We sit across from each other at a glass-topped wooden table surrounded by the flotsam of his life —a dog-eared print of Jesus, Christmas cards, a “Don’t Drink and Drive” sign, framed photographs of Garruchio as a younger man—and drink our wine from sherry glasses with an Anzac biscuit on the side. There is no spitoon.

Domenic arrived in Busselton—the region’s main commercial centre slightly north of the appelation—in July 1949. A native of Calabria, he was twenty-four years old, couldn’t speak, read or write English but knew how to grow stuff—potatoes, oranges and wheat mostly, but also grapes. Everyone in Calabria knew how to grow grapes. First off he dug potatoes and sold them for two shillings and sixpence a bag. After two years, his wife joined him from Italy and, together, they slept on potato sacks on the ground until they could afford to build a house.

When he’d saved two hundred pounds, he went to the bank manager, who queried where an immigrant like him—a “New Australian” as he was known by the locals—had got so much money. “Digging spuds from four in the morning to eight at night,” Domenic told him with what must have been barely disguised indignance. It took another four years to persuade the bank manager to lend him enough for the sixty hectares he still owns at Jindong. It was virgin bush. He cleared it by hand.

By now Domenic was missing the sort of wine he drank back in Italy but, as was the fashion, he found only fortifieds at the local hotel. The Italian wine-makers near Perth sent down a barrel by train every now and then, but it was expensive and supplies were sporadic. So in 1950, he planted the grenache and red prince vines which still guard the front of his property. You pass them on the way in and they’re absolute monsters, their hefty, sinewed, arms stretching out along the wire.

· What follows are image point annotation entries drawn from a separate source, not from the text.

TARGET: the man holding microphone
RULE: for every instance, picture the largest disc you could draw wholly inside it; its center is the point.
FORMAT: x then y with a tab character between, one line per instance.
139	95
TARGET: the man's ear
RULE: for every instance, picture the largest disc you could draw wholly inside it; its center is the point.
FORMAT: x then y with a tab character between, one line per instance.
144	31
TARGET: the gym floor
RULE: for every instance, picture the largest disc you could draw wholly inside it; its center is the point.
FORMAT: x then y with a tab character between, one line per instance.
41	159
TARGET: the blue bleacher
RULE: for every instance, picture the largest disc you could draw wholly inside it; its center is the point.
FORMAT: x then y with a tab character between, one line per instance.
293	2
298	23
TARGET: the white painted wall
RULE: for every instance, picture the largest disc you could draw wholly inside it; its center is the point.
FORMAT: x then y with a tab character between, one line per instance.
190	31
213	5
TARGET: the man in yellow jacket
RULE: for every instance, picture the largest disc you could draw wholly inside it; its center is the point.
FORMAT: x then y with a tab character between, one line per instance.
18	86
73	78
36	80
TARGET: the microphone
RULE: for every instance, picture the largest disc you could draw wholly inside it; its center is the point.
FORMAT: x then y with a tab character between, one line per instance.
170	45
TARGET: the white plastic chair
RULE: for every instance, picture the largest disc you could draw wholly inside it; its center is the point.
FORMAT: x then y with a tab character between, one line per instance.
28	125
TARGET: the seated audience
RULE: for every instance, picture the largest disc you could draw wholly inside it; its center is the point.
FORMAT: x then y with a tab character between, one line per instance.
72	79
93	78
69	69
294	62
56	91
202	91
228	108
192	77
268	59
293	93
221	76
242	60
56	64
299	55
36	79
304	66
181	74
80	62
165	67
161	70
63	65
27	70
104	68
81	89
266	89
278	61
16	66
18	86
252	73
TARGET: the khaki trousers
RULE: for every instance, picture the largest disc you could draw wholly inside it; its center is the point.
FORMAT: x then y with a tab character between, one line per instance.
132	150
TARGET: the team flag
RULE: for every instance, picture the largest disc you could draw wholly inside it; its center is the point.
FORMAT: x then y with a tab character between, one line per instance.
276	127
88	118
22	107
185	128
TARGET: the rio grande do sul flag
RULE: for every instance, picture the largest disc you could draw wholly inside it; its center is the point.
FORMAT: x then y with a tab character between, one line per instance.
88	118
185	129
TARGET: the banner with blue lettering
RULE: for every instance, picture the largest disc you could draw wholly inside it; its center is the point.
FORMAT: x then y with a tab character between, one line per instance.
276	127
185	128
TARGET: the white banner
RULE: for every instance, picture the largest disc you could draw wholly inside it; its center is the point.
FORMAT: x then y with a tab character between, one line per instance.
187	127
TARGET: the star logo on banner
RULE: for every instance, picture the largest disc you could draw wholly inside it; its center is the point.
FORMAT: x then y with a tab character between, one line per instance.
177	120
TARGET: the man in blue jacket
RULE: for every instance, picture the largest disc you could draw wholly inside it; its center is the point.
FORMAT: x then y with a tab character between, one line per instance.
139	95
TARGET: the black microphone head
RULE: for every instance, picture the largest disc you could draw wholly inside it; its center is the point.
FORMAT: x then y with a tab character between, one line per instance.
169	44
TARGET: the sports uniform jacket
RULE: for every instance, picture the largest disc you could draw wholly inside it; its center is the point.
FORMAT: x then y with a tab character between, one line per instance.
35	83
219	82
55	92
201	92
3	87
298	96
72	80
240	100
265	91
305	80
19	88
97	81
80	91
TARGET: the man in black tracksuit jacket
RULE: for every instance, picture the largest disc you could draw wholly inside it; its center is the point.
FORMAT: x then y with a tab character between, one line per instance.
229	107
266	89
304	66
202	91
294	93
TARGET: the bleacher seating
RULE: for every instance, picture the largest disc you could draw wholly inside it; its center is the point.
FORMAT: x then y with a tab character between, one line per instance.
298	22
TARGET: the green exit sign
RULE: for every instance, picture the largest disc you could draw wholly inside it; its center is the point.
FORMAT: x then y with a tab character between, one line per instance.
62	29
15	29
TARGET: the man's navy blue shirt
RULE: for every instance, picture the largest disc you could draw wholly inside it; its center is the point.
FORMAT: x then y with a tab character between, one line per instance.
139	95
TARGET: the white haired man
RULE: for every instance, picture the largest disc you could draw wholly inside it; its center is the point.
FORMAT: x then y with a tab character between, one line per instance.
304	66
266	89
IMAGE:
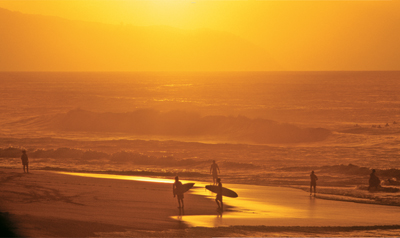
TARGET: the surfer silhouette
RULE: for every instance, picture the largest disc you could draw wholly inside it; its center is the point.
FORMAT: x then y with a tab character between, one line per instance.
218	199
374	181
177	190
213	169
313	183
25	162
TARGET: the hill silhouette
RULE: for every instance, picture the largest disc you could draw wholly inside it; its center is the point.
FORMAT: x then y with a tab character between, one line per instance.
44	43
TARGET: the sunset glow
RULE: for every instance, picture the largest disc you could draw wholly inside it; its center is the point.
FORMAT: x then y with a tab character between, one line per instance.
295	35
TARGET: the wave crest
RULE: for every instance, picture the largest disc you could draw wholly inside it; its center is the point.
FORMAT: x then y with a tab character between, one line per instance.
149	122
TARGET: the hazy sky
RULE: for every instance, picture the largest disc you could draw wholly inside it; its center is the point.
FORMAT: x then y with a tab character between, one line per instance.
300	35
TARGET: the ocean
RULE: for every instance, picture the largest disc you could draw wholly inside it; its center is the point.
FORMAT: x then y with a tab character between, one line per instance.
263	128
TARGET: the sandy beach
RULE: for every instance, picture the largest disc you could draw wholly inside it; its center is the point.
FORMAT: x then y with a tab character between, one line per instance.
53	205
49	204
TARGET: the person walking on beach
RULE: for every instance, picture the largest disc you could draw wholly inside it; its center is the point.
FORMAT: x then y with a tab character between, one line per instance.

Domenic made his first vintage by crushing the grapes in forty-four gallon drum cut in half and pouring the juice straight into bottles. He didn’t go commercial (a misnomer if ever there was one—the vineyard in none of the region’s tourist literature and there’s bugger-all road signage even now) until 1987, planting cabernet sauvignon and more grenache, and producing his first vintage in 1992.

Domenic stores his reds (a cabernet sauvignon and Boallia Red—a grenache blend sourced from the fifty year-olds out the front and his later plantings) in racks made from cyclone fencing at the back of the corrugated iron shed which doubles as a tasting facility. In March 2002, he turns seventy-eight. At weekends, he opens to the public and sells to those who can find him. If no-one comes, it doesn’t matter so much. He likes being out there in the fresh air, amongst his vines. These days he’s too tired for much else. “Five years ago I feel twenty-four” he tells me. “I feel so good that if I go dancing, I do it on one leg while everyone else use two. Today if I try it, I fall over.”

When I met him around a decade ago, he still visited Jindong every day to tend the vines, returning to Busselton each evening to care for his wife. He knows or cares little for the goings-on beyond these parameters but, when pressed, remembers some people who said they were thinking about wine-growing coming to visit Boallia in the 60s.

But that’s someone else’s business not his, he says. :ooking out at that dustbowl of a front paddock filled with geriatric vines which, with each ensuing year, bear more leaf than grape and more ants than either, I can’t help but agree.